KoKoMYS workshop, Koelse table, Ilmiö 2009

From essay “Towards the Post-Digital Era” (ISEA2010 Ruhr Proceedings)..

Koelse writes..

“When we started we had both aesthetic and environmental reasons for choosing our medium.

Perfectness and unlimited possibilities of digital media seemed very boring for us, since we all loved the roughness of D.I.Y. analog experiments.

We also were very concerned about the environmental effects of digital mass-culture.

The problem of digital culture is the shortening product cycle. Moores law states that the number of transistors that can be replaced inexpensively on an integrated circuit doubles every two years. This enables the exponential growth of computing power, but also leads to the exponential amount of electronic waste.

During the last 8 years, we have taken apart or modified hundreds if not thousands of different devices mostly from 1950s to 1990s. Judging by the waste, there are three distinctive trends you can see in all consumer electronics: reducing size, increasing complexity and decreasing quality.

It is commonly believed that exponential growth of computing power can continue forever.

Theoretically it might so, but the lifespan of the devices cannot exponentially shorten forever.

For some reason the shortening cycle does not seem to reflect on the materials being used. Consumer electronics are still made from oil-products and metals. Even the only organic material wood, has been replaced by plastic to make things smaller.

Lately there has been lot's of talk about issues like peak oil, ecological sustainability and fundamental problems of western financial model.

Still there have been quite little dicussion about sustainability of digital culture.

Digital culture is not static, it is dynamic. All digital devices need to be upgraded for newer products in an ever-shortening cycle. Production of new products require new oil to be pumped, metals to be mined, energy to do this and also a working market where these products can be bought and sold.

Digital culture as we know is very fragile and not ecologically sustainable. It will not last forever. In Koelse one of our aims is to think what kind of technology could we have after the digital era.

As a consumer-society, waste is the legacy we leave for future generations. The least we can do is give some kind of instructions on what you can do with it.”

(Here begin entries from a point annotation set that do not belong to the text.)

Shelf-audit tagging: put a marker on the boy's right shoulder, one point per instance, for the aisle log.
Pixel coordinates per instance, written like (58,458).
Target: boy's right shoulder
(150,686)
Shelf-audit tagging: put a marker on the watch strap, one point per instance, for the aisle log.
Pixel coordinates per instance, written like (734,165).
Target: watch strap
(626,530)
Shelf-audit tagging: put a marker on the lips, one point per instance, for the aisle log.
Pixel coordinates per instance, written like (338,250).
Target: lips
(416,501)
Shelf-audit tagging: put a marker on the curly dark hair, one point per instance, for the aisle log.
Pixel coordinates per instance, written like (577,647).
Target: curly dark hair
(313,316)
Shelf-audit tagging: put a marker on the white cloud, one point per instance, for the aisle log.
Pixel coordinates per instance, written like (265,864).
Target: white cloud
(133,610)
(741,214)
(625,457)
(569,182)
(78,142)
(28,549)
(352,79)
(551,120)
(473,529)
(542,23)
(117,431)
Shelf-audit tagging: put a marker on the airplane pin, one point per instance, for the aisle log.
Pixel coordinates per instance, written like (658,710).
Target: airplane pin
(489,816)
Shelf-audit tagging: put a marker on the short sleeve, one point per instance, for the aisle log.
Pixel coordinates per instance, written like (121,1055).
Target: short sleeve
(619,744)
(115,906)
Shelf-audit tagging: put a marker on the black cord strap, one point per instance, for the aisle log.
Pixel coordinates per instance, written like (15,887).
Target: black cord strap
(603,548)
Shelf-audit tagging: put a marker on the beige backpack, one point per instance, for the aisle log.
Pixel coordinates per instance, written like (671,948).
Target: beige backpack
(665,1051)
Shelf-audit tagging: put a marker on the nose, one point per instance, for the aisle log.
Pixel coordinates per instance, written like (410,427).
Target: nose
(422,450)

“Freecycling, also known as Free Recycling, is the act of giving away usable but unneeded items to others instead of disposing of them in a landfill”

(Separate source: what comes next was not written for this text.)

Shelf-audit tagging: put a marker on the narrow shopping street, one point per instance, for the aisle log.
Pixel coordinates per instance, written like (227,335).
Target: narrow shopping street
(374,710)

Repurpose Documentary: Foulab

'Re Purpose' by Jack Oatman (10mins) | Uploaded jackoatmontreal | May 07, 2009

"A look into the hardware hacking community in Montreal, including the Foulab collective. Why are more and more hobbyists experimenting with hacks and circuit bends? What relationship does this imply about consumer society and technological advancement? Is this a real-world analog of 'user generated content'?"

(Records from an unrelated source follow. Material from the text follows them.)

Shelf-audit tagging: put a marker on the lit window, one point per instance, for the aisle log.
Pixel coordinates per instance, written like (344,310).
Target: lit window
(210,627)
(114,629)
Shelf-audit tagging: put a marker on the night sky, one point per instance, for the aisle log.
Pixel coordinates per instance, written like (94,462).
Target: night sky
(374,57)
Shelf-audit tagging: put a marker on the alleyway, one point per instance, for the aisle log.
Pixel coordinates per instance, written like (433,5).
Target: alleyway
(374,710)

“Make your tools or be shaped by them”


O'Reilly: Maker Faire 2006-

“MAKE comes from O'Reilly, the Publisher of Record for geeks and tech enthusiasts everywhere.. Since 1978, business leaders and geeks alike have relied on the company's books, conferences, and web sites to illuminate new computer technologies around the globe.”

San Mateo/Bay Area CA, Austin TX, Detriot MI, New York NY

'Makers - A short-subject documentary about the Do-It-Yourself Counterculture'
00:00 – 14:30 (total 26mins)

“Makers is a short subject documentary, filmed at Austin's Maker Faire, 2007, about the people behind the do-it-yourself counterculture and their inventions.”


Maker Faire Bay Area 2010


Other clips

Skiatik: Demo of circuit bent electronic drum toy

The Fat Man (George Sanger) and Circuit Girl (Jeri Ellsworth)
“Too smart to be cool, too cool to be a nerd”

High Definition Etch A Sketch - Internet Enabled


Blood in the Mobile

Blood in the Mobile is a documentary by director Frank Piasecki Poulsen.

“We love our cell phones and the selection between different models has never been bigger. But the production of phones has a dark, bloody side.”

WATCH Trailer [02.45]


Product Hacking

Large resource of materials around Physical Hacking, towards Open design




Maker Communities/Forums Online



Make Magazine

Maker Faire




Open Design & Sharing

How are social media changing design? What is the value of a prototype?
How are work and play merging? Where is design headed in the 21st century?

WATCH [08.44]:

Delivered in Beta: an immediated autodocumentary (2010)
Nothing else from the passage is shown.